BRIGHT HORIZONS FAMILY SOLUTIONS, INC.
Table of Contents

 
 

UNITED STATES
SECURITIES AND EXCHANGE COMMISSION

WASHINGTON, DC 20549


FORM 8-K

CURRENT REPORT
Pursuant to Section 13 or 15(d) of the
Securities Exchange Act of 1934

Date of report (Date of earliest event reported): May 24, 2005

BRIGHT HORIZONS FAMILY SOLUTIONS, INC.


(Exact Name of Registrant as Specified in Charter)
         
Delaware   0-24699   62-1742957
         
(State or Other Jurisdiction of
Incorporation)
  (Commission
File Number)
  (IRS Employer
Identification No.)
     
200 Talcott Avenue South
Watertown, Massachusetts
  02472
     
(Address of Principal Executive Offices)   (Zip Code)

(617) 673-8000


(Registrant’s telephone number, including area code)

Not Applicable


(Former Name or Former Address, if Changed Since Last Report)

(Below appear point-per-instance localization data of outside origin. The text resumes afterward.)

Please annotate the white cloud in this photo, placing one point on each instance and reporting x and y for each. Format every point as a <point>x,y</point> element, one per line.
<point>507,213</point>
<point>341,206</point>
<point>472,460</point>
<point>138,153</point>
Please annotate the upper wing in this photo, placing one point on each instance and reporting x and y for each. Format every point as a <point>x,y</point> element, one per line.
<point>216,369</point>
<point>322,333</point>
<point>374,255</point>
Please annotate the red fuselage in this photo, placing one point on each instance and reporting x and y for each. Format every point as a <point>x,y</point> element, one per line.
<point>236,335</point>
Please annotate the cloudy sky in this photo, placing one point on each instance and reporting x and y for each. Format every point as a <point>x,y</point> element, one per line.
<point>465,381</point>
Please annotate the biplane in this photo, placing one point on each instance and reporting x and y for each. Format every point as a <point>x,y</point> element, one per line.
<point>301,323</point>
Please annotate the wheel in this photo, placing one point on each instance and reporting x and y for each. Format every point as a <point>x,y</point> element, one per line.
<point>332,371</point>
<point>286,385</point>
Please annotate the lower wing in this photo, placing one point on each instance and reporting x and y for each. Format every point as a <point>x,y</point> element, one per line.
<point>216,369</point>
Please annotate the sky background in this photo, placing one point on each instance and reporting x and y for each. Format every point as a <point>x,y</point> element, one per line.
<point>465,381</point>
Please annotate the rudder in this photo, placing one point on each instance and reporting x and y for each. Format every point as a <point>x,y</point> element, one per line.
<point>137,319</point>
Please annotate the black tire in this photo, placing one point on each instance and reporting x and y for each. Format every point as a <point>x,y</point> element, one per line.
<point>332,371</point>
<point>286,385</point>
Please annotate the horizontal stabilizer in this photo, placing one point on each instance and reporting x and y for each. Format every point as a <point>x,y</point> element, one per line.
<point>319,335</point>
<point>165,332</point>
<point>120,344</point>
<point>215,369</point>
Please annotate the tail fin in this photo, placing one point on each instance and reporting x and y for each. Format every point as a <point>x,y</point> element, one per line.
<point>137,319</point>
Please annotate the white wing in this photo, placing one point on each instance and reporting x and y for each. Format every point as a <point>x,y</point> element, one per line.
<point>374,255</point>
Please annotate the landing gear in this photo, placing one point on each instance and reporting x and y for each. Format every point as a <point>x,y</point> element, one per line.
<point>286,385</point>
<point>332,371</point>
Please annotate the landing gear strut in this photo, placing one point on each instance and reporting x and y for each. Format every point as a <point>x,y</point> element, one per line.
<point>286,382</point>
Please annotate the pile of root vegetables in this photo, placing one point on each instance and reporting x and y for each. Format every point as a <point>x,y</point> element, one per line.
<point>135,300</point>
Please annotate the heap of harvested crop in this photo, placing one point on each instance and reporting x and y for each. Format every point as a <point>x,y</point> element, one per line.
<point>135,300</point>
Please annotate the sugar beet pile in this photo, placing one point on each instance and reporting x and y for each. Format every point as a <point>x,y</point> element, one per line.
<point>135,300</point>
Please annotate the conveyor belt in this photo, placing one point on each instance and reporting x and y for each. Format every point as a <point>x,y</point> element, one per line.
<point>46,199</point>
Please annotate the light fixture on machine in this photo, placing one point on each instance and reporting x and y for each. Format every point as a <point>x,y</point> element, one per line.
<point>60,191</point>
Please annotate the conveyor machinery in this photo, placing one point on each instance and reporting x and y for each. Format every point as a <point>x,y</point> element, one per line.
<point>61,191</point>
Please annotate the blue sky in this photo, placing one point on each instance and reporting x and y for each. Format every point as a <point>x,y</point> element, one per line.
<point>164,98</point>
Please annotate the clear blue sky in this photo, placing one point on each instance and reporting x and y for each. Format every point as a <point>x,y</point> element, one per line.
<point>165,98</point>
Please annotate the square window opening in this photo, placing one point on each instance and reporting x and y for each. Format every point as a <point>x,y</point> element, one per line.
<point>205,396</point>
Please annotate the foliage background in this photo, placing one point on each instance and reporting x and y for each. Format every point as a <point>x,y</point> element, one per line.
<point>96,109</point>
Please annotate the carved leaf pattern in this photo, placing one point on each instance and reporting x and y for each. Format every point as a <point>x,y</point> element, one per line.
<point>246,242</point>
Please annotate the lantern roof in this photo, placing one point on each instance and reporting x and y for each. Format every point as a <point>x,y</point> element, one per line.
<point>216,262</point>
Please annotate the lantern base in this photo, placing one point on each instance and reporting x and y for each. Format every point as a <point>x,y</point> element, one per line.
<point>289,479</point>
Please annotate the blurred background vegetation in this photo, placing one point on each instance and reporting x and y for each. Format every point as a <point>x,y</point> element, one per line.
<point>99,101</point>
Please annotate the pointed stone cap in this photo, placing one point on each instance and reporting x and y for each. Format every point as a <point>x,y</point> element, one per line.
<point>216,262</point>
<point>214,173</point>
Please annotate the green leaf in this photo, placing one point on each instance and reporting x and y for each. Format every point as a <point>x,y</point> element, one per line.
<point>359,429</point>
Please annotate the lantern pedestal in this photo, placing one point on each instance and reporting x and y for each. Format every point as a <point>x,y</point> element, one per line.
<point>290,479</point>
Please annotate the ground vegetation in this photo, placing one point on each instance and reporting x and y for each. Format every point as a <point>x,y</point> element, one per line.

     Check the appropriate box below if the Form 8-K filing is intended to simultaneously satisfy the filing obligation of the registrant under any of the following provisions (see General Instruction A.2. below):

     
o
  Written communications pursuant to Rule 425 under the Securities Act (17 CFR 230.425)
 
   
o
  Soliciting material pursuant to Rule 14a-12 under the Exchange Act (17 CFR 240.14a-12)
 
   
o
  Pre-commencement communications pursuant to Rule 14d-2(b) under the Exchange Act (17 CFR 240.14d-2(b))
 
   
o
  Pre-commencement communications pursuant to Rule 13e-4(c) under the Exchange Act (17 CFR 240.13e-4(c))
 
 

 


TABLE OF CONTENTS

Item 1.01 Entry into a Material Definitive Agreement.
Item 9.01 Financial Statements and Exhibits.
SIGNATURES
EX-10.1 Form of Agreement evidencing a grant of Restricted Stock to Directors


Table of Contents

Item 1.01 Entry into a Material Definitive Agreement.

Director Compensation

On May 24, 2005, after consideration of presentations and recommendations of independent compensation consultants and the Compensation Committee, the Board of Directors of Bright Horizons Family Solutions, Inc. (the “Company”) approved changes to its non-employee director compensation program. Directors who are also employees of the Company receive no additional compensation for service as directors. The new compensation program for non-employee directors becomes effective on July 1, 2005 and includes the following components:

     Annual Retainer. Each non-employee director receives an Annual Board Retainer of $10,000, 50% of which is payable in cash at the quarterly rate of $1,250, and 50% of which is payable in the form of an annual grant of no-cost restricted stock at each annual shareholder meeting. The number of shares of restricted stock to be granted will be determined by dividing $5,000 by the fair market value of the Company’s common stock on the trading date immediately preceding the date of the award. The restricted stock will vest immediately, but will be restricted as to sale until such time as the non-employee director completes his or her service on the Board. A form of the restricted stock agreement is attached hereto as an exhibit and is incorporated herein by reference.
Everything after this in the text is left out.